今年は船舶の衝突事故が相次いでおり、社会の注目が集まっている。他方で、船の安全管理や航行管理のために衛星インフラの活用が着々と進んでいるのをご存じだろうか。
米国の駆逐艦と民間のタンカーやコンテナ船が衝突事故を起こしたというニュースが何度も報道されており、航行の安全などが改めて注目を集めている。一般的に洋上を航海する船同士の安全管理や港における船の運行管理などに活用されているのがAIS(Automatic Identification System:自動船舶識別装置)と呼ばれる信号だ。

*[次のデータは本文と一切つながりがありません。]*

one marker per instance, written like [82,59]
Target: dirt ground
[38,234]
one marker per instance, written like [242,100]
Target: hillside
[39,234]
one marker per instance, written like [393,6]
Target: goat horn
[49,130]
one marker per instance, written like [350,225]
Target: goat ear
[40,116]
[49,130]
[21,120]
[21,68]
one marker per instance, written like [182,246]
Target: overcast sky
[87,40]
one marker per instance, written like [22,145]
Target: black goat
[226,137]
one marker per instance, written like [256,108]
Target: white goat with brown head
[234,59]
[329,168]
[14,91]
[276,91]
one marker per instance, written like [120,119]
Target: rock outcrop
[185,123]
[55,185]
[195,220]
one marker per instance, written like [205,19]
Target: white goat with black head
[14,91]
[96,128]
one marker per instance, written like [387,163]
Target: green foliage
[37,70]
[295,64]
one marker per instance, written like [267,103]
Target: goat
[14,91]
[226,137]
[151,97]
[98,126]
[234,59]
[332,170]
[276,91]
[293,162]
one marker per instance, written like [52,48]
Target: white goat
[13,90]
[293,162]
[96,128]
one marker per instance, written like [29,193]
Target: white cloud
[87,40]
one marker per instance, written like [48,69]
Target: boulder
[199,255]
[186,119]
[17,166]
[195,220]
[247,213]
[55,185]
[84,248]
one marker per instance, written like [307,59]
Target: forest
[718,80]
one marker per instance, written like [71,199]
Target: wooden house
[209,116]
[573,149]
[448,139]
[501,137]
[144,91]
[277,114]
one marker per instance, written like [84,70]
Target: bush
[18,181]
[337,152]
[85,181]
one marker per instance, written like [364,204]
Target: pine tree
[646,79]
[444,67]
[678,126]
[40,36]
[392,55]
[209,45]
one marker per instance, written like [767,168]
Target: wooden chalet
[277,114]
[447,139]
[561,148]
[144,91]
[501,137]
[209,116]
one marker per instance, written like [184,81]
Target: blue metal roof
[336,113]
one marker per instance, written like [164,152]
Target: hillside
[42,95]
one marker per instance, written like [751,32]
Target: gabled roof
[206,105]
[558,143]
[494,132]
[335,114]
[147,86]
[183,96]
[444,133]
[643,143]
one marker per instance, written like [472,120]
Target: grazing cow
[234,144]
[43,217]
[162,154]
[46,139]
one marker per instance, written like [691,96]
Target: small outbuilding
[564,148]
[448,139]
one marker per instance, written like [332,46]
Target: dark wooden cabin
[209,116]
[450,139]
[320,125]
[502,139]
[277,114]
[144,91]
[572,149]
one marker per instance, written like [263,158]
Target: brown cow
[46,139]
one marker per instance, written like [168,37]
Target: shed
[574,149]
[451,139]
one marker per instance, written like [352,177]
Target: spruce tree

AIS信号には位置情報、対地進路、対地速度、船首方位などの動的情報、コールサイン、船名、IMO(International Maritime Organization)番号、船の長さや幅などの静的情報、さらには危険貨物(種類)、目的地、到着予定時刻などの航海関連情報が含まれている。2002年に改正されたSOLAS条約(海上における人命の安全のための国際条約)で一定の基準を満たす船舶へのAIS搭載が義務化されており、全世界で13万隻以上に搭載されているという。
通常こうしたAIS信号は船と船、あるいは船と沿岸部に設置されたAIS陸上局との間でやり取りがされているが、陸上局から検知できない海域や、水平線より遠い海域なども含めた全海域のAIS信号を衛星でモニタリングする取り組みが進んでいる。その分野の世界最大手企業がカナダのオンタリオ州に本社を構えるexactEarthだ。
exactEarthは2009年設立されたAIS関連情報サービス企業であり、16年の売り上げは1890万カナダドル(約16億8300万円)だ。同社が第2世代のサービスとして現在進めているのが、「exactViewRT(RealTime)」と呼ぶ、全世界のAIS関連情報をほぼリアルタイムで提供するサービスだ。そのために必要となる衛星インフラは他社との提携で構築を進めている。
具体的には、米Iridium Communicationsが配備を進めている次世代通信衛星システム「イリジウムNEXT」に「exactViewRT」サービスを行うためのペイロードを載せる。このペイロードの設計、製造、運用を行うのが通信・情報企業の米Harrisだ。すでに4機が運用されていたが、8月末に新たに5機が加わった。
18年を目標に全部で約60機を配備、イリジウムNEXTの特徴である衛星間通信も活用して、リアルタイムサービスを提供する計画だ。また同社は、7月に地上ネットワークによるリアルタイムAIS情報提供を行っている独FleetMonと提携、両社のサービスを組み合わせることで衛星および地上ネットワーク一体型の情報サービス提供を目指している。
情報のリアルタイム性以外にも特徴がある。Webサービスとして提供されている「ShipView」では全世界の船舶情報が一覧できるだけでなく、顧客企業が独自に設定可能な検索機能やフィルタリング機能などが用意され、他アプリケーションへの統合も可能だ。さらには、特定の条件を設定して自動アラームを上げる異常検知機能も提供される。なお日本ではIHIジェットサービスが販売代理店契約している。